Hunger Games is more than Battle Royale with Cheese

hunger-games-battle-royale-with-cheeseI’ve been thinking a lot about the common connection drawn between Battle Royale and The Hunger Games. I can’t speak to whether Suzanne Collins saw Battle Royale, was inspired by it, lifted it wholesale, or whatever. To me the only clear thing is that while the films/books share a lot of similarities, they’re interested in wildly different things.
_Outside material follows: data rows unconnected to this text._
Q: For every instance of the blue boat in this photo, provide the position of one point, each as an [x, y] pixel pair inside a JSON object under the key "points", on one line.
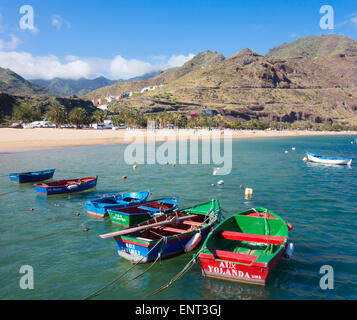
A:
{"points": [[129, 216], [99, 207], [313, 157], [167, 235], [66, 186], [34, 176]]}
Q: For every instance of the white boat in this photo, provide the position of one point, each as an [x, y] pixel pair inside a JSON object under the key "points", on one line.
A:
{"points": [[313, 157]]}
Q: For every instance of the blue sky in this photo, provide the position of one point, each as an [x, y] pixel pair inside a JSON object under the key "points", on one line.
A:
{"points": [[120, 39]]}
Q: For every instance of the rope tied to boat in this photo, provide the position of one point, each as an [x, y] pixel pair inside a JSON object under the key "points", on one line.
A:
{"points": [[186, 268], [99, 291]]}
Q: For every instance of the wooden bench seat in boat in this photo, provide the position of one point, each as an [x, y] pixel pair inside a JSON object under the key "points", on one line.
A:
{"points": [[192, 223], [176, 230], [231, 235], [170, 229], [234, 256]]}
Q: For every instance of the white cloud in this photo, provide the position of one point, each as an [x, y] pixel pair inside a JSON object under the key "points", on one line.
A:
{"points": [[122, 68], [73, 67], [56, 21], [11, 44], [125, 69], [46, 67], [354, 21]]}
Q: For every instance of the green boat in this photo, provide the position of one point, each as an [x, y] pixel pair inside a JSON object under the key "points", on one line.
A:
{"points": [[131, 216], [246, 247], [167, 235]]}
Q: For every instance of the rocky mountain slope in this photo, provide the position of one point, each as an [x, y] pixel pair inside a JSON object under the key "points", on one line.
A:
{"points": [[312, 79], [12, 83], [202, 60]]}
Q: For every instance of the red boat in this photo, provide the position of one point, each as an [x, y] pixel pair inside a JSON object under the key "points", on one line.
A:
{"points": [[246, 247]]}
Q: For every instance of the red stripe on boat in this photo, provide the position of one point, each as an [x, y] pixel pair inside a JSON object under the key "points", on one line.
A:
{"points": [[231, 235]]}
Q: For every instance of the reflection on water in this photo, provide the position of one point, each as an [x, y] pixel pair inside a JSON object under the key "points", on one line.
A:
{"points": [[228, 290]]}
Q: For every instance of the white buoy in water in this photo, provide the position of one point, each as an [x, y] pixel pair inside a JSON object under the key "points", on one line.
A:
{"points": [[248, 192]]}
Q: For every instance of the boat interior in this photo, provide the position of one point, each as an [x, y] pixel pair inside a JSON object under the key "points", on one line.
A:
{"points": [[146, 206], [243, 238], [64, 183], [183, 226]]}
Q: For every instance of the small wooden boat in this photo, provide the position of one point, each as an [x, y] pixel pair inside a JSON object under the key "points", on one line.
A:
{"points": [[246, 247], [313, 157], [99, 207], [167, 235], [130, 216], [34, 176], [66, 186]]}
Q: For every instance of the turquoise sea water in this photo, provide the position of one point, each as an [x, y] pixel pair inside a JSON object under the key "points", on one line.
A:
{"points": [[320, 202]]}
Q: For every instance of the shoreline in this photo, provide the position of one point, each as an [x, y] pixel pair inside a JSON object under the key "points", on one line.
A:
{"points": [[21, 140]]}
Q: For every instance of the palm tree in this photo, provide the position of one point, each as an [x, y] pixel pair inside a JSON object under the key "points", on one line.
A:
{"points": [[78, 117], [57, 115], [98, 116]]}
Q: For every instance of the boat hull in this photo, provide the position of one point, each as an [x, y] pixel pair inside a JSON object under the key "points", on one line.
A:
{"points": [[140, 214], [327, 160], [29, 177], [142, 251], [227, 270], [52, 190], [98, 208], [246, 247]]}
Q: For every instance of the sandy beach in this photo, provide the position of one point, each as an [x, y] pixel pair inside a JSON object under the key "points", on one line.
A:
{"points": [[18, 139]]}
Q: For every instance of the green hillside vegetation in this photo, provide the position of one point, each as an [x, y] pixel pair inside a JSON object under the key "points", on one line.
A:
{"points": [[319, 87], [34, 108], [12, 83]]}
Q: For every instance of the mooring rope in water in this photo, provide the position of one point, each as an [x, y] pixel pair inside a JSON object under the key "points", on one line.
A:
{"points": [[146, 270], [96, 293], [3, 194], [187, 267]]}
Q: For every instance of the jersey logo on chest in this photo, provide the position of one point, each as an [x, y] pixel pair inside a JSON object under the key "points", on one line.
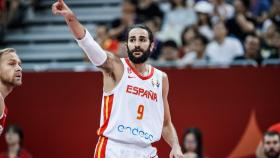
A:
{"points": [[149, 94]]}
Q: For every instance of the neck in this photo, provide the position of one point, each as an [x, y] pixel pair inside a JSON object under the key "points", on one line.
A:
{"points": [[5, 89], [220, 40], [13, 149], [141, 68]]}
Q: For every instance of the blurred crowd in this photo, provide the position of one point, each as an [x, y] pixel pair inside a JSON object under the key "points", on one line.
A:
{"points": [[13, 13], [199, 32], [268, 147]]}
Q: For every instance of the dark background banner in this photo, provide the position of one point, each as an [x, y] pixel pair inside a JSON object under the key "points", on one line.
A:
{"points": [[60, 111]]}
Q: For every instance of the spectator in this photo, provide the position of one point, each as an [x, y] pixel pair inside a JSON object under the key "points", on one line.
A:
{"points": [[242, 23], [192, 142], [128, 18], [274, 17], [14, 140], [252, 49], [169, 51], [191, 155], [107, 43], [187, 36], [197, 54], [223, 49], [270, 147], [204, 10], [176, 19], [222, 10], [270, 42], [16, 11], [149, 10], [259, 9]]}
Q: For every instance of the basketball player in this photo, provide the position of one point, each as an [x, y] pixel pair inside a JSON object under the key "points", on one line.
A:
{"points": [[10, 77], [135, 110]]}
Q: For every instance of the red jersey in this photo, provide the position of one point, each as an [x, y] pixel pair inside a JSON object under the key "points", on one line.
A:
{"points": [[21, 154], [3, 119]]}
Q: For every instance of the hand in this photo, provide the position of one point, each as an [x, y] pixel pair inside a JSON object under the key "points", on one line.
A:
{"points": [[60, 8], [176, 152]]}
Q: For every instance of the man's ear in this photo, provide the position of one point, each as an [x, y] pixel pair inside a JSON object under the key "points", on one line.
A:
{"points": [[152, 46]]}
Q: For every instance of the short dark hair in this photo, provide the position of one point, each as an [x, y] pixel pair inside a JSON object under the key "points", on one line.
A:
{"points": [[6, 50], [141, 26], [170, 43], [202, 38]]}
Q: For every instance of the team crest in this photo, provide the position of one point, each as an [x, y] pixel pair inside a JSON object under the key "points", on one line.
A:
{"points": [[155, 83], [129, 70]]}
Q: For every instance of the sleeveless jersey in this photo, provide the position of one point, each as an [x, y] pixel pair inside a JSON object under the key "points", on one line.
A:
{"points": [[133, 111], [3, 119]]}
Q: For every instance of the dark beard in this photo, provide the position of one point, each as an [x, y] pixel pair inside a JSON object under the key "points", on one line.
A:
{"points": [[138, 60], [272, 154]]}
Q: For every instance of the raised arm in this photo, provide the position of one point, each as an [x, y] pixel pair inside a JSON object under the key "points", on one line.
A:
{"points": [[169, 133], [93, 50]]}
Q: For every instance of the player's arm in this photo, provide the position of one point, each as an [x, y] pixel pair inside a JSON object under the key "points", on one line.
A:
{"points": [[93, 50], [169, 133], [260, 151], [2, 106]]}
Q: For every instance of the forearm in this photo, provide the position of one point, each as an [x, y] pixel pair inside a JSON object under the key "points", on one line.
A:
{"points": [[169, 134], [75, 26]]}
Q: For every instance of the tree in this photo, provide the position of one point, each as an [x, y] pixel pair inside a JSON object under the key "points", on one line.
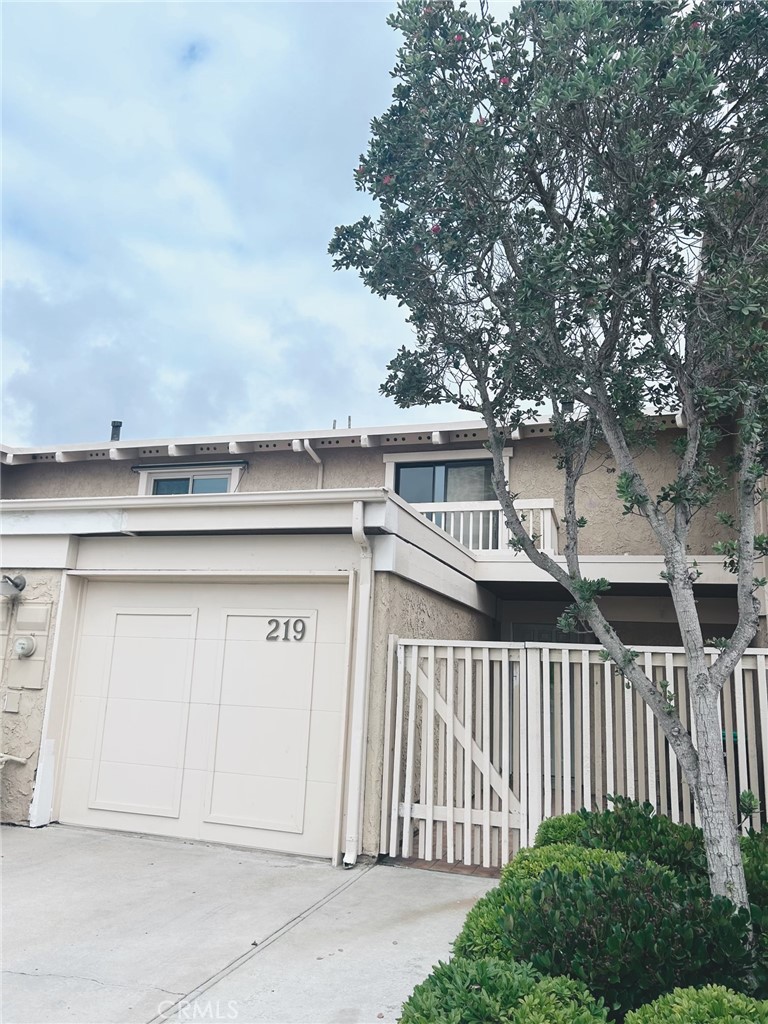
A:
{"points": [[573, 209]]}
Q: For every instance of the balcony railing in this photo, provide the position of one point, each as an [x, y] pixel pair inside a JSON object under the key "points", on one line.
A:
{"points": [[480, 525]]}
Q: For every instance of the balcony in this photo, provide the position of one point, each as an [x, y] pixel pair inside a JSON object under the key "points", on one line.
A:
{"points": [[480, 525]]}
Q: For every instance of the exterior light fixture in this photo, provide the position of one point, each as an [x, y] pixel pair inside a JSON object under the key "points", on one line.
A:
{"points": [[11, 586]]}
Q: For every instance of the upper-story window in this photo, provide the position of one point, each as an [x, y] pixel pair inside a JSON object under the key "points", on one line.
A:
{"points": [[200, 479], [427, 482]]}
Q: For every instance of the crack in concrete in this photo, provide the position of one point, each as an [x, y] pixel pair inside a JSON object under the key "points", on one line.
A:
{"points": [[238, 962], [94, 981]]}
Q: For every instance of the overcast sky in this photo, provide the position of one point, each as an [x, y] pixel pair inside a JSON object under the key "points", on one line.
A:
{"points": [[173, 174]]}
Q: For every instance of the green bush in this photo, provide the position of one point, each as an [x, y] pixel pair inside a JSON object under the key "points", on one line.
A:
{"points": [[483, 934], [528, 863], [701, 1006], [487, 991], [637, 830], [563, 828], [755, 856], [630, 935]]}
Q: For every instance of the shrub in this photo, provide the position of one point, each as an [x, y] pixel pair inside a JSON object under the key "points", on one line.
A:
{"points": [[755, 856], [701, 1006], [528, 864], [630, 935], [637, 830], [483, 934], [487, 991], [563, 828]]}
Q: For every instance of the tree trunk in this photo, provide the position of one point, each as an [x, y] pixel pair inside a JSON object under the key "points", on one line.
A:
{"points": [[718, 820]]}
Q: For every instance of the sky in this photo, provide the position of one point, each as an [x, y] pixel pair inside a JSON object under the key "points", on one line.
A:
{"points": [[173, 173]]}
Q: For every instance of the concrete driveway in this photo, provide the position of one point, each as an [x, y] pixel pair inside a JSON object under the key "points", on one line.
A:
{"points": [[100, 927]]}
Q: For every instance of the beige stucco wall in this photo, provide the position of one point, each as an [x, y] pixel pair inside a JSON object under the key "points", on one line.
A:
{"points": [[26, 681], [406, 609], [637, 620], [534, 474], [74, 479], [268, 471]]}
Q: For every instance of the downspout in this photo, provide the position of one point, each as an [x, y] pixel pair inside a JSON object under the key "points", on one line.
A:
{"points": [[310, 452], [359, 689], [304, 445]]}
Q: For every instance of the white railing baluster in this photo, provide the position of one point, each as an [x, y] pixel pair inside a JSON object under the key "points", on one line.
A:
{"points": [[468, 759], [669, 671], [567, 766], [428, 770], [480, 525], [738, 688], [609, 726], [397, 759], [506, 752], [386, 786], [650, 735], [450, 760], [586, 732], [486, 763], [629, 735], [546, 734], [410, 752]]}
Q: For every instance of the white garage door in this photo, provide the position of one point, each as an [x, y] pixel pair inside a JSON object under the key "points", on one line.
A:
{"points": [[209, 711]]}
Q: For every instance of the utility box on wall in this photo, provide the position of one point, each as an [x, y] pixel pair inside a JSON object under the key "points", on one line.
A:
{"points": [[29, 644]]}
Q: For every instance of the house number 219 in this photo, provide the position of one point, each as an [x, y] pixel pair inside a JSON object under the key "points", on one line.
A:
{"points": [[287, 629]]}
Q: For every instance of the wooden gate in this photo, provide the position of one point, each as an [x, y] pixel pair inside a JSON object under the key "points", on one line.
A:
{"points": [[484, 739]]}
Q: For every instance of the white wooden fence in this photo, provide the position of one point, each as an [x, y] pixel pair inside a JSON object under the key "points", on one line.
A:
{"points": [[484, 739], [480, 525]]}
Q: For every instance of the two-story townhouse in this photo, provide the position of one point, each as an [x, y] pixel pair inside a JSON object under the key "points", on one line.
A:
{"points": [[202, 646]]}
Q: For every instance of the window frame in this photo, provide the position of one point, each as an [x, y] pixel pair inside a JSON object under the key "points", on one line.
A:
{"points": [[392, 462], [148, 474]]}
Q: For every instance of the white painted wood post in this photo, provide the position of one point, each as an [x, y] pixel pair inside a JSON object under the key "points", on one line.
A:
{"points": [[397, 761], [450, 759], [468, 759], [546, 733], [506, 753], [586, 732], [531, 779], [386, 778], [410, 752]]}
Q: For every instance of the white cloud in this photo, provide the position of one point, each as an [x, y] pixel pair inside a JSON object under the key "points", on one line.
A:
{"points": [[173, 175]]}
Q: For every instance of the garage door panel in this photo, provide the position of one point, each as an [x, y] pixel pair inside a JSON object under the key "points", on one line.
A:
{"points": [[329, 665], [206, 681], [151, 669], [268, 741], [94, 654], [265, 675], [87, 716], [257, 802], [136, 788], [161, 625], [144, 732], [201, 737], [325, 737]]}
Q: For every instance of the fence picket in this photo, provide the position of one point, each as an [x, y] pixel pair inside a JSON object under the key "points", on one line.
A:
{"points": [[506, 752], [468, 759]]}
The Hunger Games starts out with the spectacle of it all. The egregious event floats a sense of dread throughout Katniss’ thoughts and action; looming tall over what is otherwise an ordinary day. And it does so because that’s what it’s intended to do: The government (“The Capital”) puts on the Hunger Games because they need to teach the outer districts a lesson in obedience, using the brutality they force their children into as a way to keep the status quo. It’s what makes the ending of the first Hunger Games so powerful, even when it’s stripped of the same savageness that gives Battle Royale its bite due to the U.S. film’s PG-13 rating. Katniss has learned to make the system work for her. The ending is abrupt, as her and Peeta go home in deception, but it works because the entire movie has been building to it; all that spectacle, now used to cage her in a very different way.

For whatever spectacle there is to the titular Battle Royale, it’s not entirely clear in the movie. The beginning shows us that there’s immense press interest in the winner of the games, but somehow the students have never heard of it.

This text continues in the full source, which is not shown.